Festival de Cannes 2021 : la dernière séance
Françafrique
Humoriste à la verve virevoltante, le fils prodigue de Guy Bedos exerce de multiples activités artistiques dont la réalisation constitue l’aboutissement ultime, comme l’a prouvé Monsieur & Madame Adelman, nommé en 2018 au César du meilleur premier film. Après avoir présenté La belle époque hors compétition en 2019, Nicolas Bedos revient à Cannes avec le nouveau volet de la saga de l’agent secret mis en scène par Jean Bruce dans 88 romans, adapté pas moins de sept fois au cinéma entre 1957 et 1970. Le réalisateur a déjà enchaîné avec son quatrième film intitulé Mascarade. Après Le Caire, nid d’espions (2006) et Rio ne répond plus (2009), signés tous deux par Michel Hazanavicius, qui ont attiré respectivement 2,3 millions et 2,5 millions de spectateurs, ce troisième tome était attendu par les fans depuis une décennie. Le scénariste Jean-François Halin, resté quant à lui fidèle au poste, entraîne l’agent secret imaginé par Jean Bruce en représailles au fameux James Bond 007 de Ian Fleming dans la Françafrique de 1981, où les mauvais coups volent particulièrement bas et où un jeune loup aux dents longues de la nouvelle génération, campé par Pierre Niney, tente de jouer les trouble-fête sous le matricule OSS 1001 pour ringardiser Hubert Bonisseur de La Bath. Produit par les frères Altmayer et Mario Zvan, OSS 117 : alerte rouge en Afrique noire sera distribué par Gaumont dès le 4 août.
Allez ne faites pas les bégueules, vous avez toujours rêvé petit d’être espion, d’avoir une voiture amphibie ou une montre explosive. Beaucoup d’entre vous ont rêvé d’être Sean Connery (nettement moins Roger Moore) ou plus récemment Daniel Craig. Moi je rêvais d’être au KGB et de coincer Bond mais tout le monde n’a pas eu des parents communistes.
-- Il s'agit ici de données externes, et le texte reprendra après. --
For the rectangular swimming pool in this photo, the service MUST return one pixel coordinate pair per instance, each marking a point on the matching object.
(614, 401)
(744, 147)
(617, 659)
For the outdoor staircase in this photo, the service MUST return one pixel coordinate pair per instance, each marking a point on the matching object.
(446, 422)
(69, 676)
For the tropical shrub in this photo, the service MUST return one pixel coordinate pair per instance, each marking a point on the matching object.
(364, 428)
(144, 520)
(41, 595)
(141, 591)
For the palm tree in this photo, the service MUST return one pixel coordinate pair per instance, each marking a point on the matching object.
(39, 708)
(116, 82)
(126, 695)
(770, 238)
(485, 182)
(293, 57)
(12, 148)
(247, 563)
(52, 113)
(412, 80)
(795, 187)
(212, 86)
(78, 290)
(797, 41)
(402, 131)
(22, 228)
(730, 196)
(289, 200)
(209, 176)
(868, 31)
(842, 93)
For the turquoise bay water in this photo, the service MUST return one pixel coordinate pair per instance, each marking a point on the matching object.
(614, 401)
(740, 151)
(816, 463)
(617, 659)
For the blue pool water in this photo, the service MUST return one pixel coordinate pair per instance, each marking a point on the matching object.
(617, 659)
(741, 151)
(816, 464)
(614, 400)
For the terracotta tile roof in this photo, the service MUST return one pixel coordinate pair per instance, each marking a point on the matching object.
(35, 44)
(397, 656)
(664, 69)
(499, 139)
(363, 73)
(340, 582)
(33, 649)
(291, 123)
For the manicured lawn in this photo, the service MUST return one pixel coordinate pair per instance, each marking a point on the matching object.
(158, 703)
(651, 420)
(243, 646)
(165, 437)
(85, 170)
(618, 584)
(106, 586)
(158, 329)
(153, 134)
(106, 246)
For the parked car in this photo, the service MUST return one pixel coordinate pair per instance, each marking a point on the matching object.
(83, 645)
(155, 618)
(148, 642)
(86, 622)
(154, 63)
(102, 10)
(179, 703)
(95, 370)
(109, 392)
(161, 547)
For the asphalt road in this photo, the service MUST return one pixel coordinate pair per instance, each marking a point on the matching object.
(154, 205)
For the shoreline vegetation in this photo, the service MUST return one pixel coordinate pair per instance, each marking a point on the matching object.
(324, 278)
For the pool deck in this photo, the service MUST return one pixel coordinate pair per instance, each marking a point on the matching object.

Mais personne n’a rêvé d’être Hubert Bonnisseur de la Bath. HBB (pour simplifier la lecture) c’est OSS 117, espion français créé dans les années 50, par un certain Jean Bruce et adapté au cinéma dans deux précédents opus par le jubilatoire Michel Hazanavicius. OSS 117 en dehors du costume et du sourire carnassier censé plaire aux dames (c’est tout de même le beau Jean Dujardin qui l’incarne) a toutes les qualités inverses de James Bond : il est dôté d’une bêtise insondable (mais d’une chance insolente qui seule lui permet de sortir des pires situations), accumule les blagues sexistes et racistes et comprend aussi bien la géopolitique qui devrait le préoccuper vu son métier, qu’un spectateur de Cyril Hanouna ou de Pascal Praud.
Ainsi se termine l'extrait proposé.